E.J. and Judy Badeaux were in line in the parking lot of Robert A. “Bob” Bowers Civic Center Monday morning to get sandbags in preparation for the storm.
“We are preparing in case it floods like Harvey,” Judy Badeaux said. “We lost everything in our house in Harvey.”
The Badeauxs were able to walk out in the Harvey floodwaters before being picked up by a boat and brought to higher ground. From there their daughter picked them up.
“We had to buy a trailer and live in it for three months in our backyard,” she said, adding they are keeping an eye on weather announcements.
As of the 10 a.m. Monday update from the National Weather Service, Nicholas is set to make landfall on the middle Texas coast Monday night.
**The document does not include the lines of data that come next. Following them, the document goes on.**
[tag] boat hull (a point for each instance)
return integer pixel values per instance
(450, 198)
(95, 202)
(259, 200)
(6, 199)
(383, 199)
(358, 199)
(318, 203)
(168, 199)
Southeast Texas is expected to get 5-10 inches of rain with possible street flooding during periods of heavy rain.
More than a dozen people waited at the Civic Center near the art museum, trucks backed up to the large pile of wet sand. A problem ensued when the actual bags supplied by the city ran out.
Gregory Provost arrived early and was told he needed a shovel so he went home to get one.
When he returned at approximately 9:30 a.m., the bags had run out and city employees who were there earlier were gone, he said.
Provost, 60, lives on Lake Arthur Drive, an area that frequently floods during heavy rain, so getting sandbags is important to him.
He also has a canal behind his home, adding to the flooding factor.
He also has wildlife near his home that alerts him to the approach of bad weather, he said with a chuckle.
The animal — a opossum he named Papa Joe — comes around every time it floods and he saw the marsupial looking in his door recently.
“My house flooded in Harvey,” he said, noting the appearance of the opossum prior to the flooding event. “Went we went into the house (after) there was a 5-foot gator in there hiding in a pile of clothes. We kept the 4-foot catfish but not the gator.”
Trudy Nichols was in Lumberton during Harvey, which reached 7 feet in her immediate area with only one way in and out.
Nichols, 70, ended up moving to Groves near his brother and both were on hand Monday to get sandbags. While she’s not expecting major flooding in her home, she is worried about her garage since water from her gutters often flows there during rain.
Peter Kaatrude was waiting on bags Monday morning as well.
While his home didn’t flood before, he was there Monday to get sandbags to secure his shed.
Several employees with the city of Port Arthur arrived around 10 a.m. with a supply of bags for the waiting residents.
Getting sandbags on Monday
- Port Arthur city is offering sandbags with a limit of six per address while supplies last. They can be picked up at the civic center, 3401 Cultural Center Drive, and the pavilion downtown, 600 Procter Street. Residents are asked to bring an ID and their own shovels.
- The City of Groves began providing sandbags Monday, at the Public Works Office located at 4925 McKinley Ave. Six sandbags will be available for Groves residents. Water bill and driver license will be required to confirm residency. The public will have to bring their own shovel and bag their own sand. Sand will be available until it runs out.
- The City of Nederland has sandbags avail ale Monday at Doornbos Park, 2301 Avenue H, Nederland. Nederland residents will be provided p to 10 sandbags per vehicle or address. Residency will be confirmed by either a driver’s license or a utility bill.
- The city of Port Neches has sandbags available Monday at the public works service center, 2005 Merriman St., Port Neches. Please bring an ID.